Andréa Spartà's approach ultimately aims to create a slight fold in the space of reality, influencing both the diverted object and our position as spectators, in order to confer another presence upon things. The domestic simplicity emanating from his works evokes a strange sense of melancholy, without us being able to clearly identify its source, a sensation similar to that which we feel after reading the very last page of a novel or returning from a journey. Approaching a mimicry too excessive to be entirely sincere, the Scarecrow emerges again. But this time, it is accompanied by the torrential tears of a neurasthenic fruit, generated through the intervention of artificial intelligence and then captured in a small drawing taped to the wall at child's height. These figures seem to carry within them this melancholy that disturbs space. One day, Andréa confided in me his anxiety about possession in his daily life, an anxiety closely linked to the heavy burden of responsibility he feels towards the objects around him. The use and separation of these objects seem to him to be as much a mourning as a relief.
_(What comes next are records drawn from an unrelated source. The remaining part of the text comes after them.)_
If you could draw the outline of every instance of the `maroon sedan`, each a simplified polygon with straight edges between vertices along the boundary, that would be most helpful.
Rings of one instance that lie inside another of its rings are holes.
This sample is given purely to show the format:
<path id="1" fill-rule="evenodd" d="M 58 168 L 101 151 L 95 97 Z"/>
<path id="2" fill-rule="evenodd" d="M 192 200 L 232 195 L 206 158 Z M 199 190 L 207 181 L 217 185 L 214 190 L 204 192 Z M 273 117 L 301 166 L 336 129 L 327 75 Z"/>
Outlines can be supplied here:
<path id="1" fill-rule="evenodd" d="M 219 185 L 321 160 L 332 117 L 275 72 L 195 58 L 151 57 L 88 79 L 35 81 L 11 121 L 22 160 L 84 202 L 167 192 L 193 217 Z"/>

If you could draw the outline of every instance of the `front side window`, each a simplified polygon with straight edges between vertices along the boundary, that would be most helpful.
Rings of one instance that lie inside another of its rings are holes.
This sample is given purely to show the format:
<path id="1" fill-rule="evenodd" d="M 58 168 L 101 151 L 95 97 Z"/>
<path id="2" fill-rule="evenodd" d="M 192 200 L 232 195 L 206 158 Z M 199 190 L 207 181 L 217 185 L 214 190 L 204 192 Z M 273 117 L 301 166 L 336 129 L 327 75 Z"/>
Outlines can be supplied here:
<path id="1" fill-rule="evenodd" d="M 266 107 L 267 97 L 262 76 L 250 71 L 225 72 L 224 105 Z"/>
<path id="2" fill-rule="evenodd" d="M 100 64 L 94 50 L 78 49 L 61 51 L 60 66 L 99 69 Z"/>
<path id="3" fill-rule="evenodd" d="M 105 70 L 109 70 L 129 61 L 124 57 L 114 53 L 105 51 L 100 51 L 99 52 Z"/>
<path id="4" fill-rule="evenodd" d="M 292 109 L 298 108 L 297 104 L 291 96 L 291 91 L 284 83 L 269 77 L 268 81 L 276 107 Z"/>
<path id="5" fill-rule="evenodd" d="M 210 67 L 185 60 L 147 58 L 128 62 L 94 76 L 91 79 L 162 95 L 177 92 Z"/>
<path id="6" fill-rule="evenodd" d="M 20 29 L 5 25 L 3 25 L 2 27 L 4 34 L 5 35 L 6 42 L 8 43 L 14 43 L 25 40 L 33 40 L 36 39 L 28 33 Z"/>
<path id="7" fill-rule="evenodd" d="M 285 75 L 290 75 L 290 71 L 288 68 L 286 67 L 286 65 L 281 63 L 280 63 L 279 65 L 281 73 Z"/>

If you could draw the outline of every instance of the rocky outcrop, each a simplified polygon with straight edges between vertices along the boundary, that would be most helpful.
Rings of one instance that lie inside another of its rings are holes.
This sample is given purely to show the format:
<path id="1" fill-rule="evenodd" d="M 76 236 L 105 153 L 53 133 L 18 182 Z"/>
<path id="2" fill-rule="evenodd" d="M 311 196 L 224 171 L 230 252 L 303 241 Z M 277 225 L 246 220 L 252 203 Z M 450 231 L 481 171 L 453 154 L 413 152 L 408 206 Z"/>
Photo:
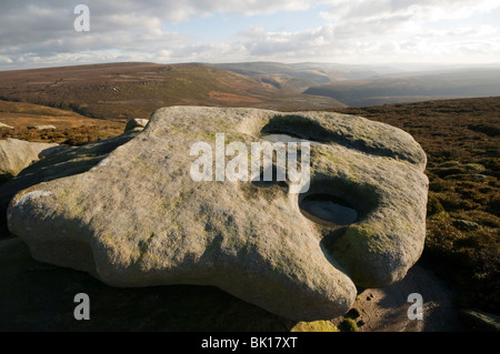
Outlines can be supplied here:
<path id="1" fill-rule="evenodd" d="M 111 151 L 134 138 L 137 133 L 129 132 L 82 146 L 58 149 L 22 170 L 17 176 L 0 184 L 0 237 L 7 236 L 7 208 L 18 192 L 41 182 L 87 172 L 107 158 Z"/>
<path id="2" fill-rule="evenodd" d="M 13 127 L 4 124 L 4 123 L 0 123 L 0 129 L 13 129 Z"/>
<path id="3" fill-rule="evenodd" d="M 0 175 L 13 176 L 48 154 L 59 144 L 29 142 L 18 139 L 0 140 Z"/>
<path id="4" fill-rule="evenodd" d="M 131 119 L 127 122 L 126 129 L 124 131 L 131 131 L 131 130 L 142 130 L 146 128 L 146 125 L 148 125 L 149 120 L 147 119 L 139 119 L 139 118 L 134 118 Z"/>
<path id="5" fill-rule="evenodd" d="M 267 133 L 309 140 L 309 188 L 193 180 L 191 148 L 218 133 L 247 146 Z M 17 194 L 8 223 L 34 259 L 113 286 L 209 284 L 288 318 L 332 318 L 357 286 L 401 280 L 420 257 L 424 166 L 409 134 L 359 117 L 176 107 L 88 172 Z M 324 220 L 339 210 L 356 216 Z"/>

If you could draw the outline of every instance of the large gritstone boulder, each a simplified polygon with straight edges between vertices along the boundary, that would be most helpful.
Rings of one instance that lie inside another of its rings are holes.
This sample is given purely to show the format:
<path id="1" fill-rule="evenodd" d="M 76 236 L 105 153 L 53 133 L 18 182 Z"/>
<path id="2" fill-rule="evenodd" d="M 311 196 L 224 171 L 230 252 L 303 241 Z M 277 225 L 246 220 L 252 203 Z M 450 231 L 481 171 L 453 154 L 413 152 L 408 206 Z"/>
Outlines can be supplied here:
<path id="1" fill-rule="evenodd" d="M 109 285 L 216 285 L 328 320 L 420 257 L 426 162 L 360 117 L 166 108 L 89 171 L 18 193 L 8 224 L 34 259 Z"/>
I am reminded of Henri Michaux's collection "Broken Arm" (1973). In the suffering caused by an accident, the poet experiences another way of being in the world, which he baptizes his "left-handed being": "The one who is the left of me, who has never in my life been the first, who has always lived withdrawn, and now only remains, this placid, I kept turning around, not finishing observing with surprise, me, brother of Me." I believe that the essence of the Scarecrow lies in this similar perspective. It is this same curiosity that Andréa feels for this other, strange yet his own.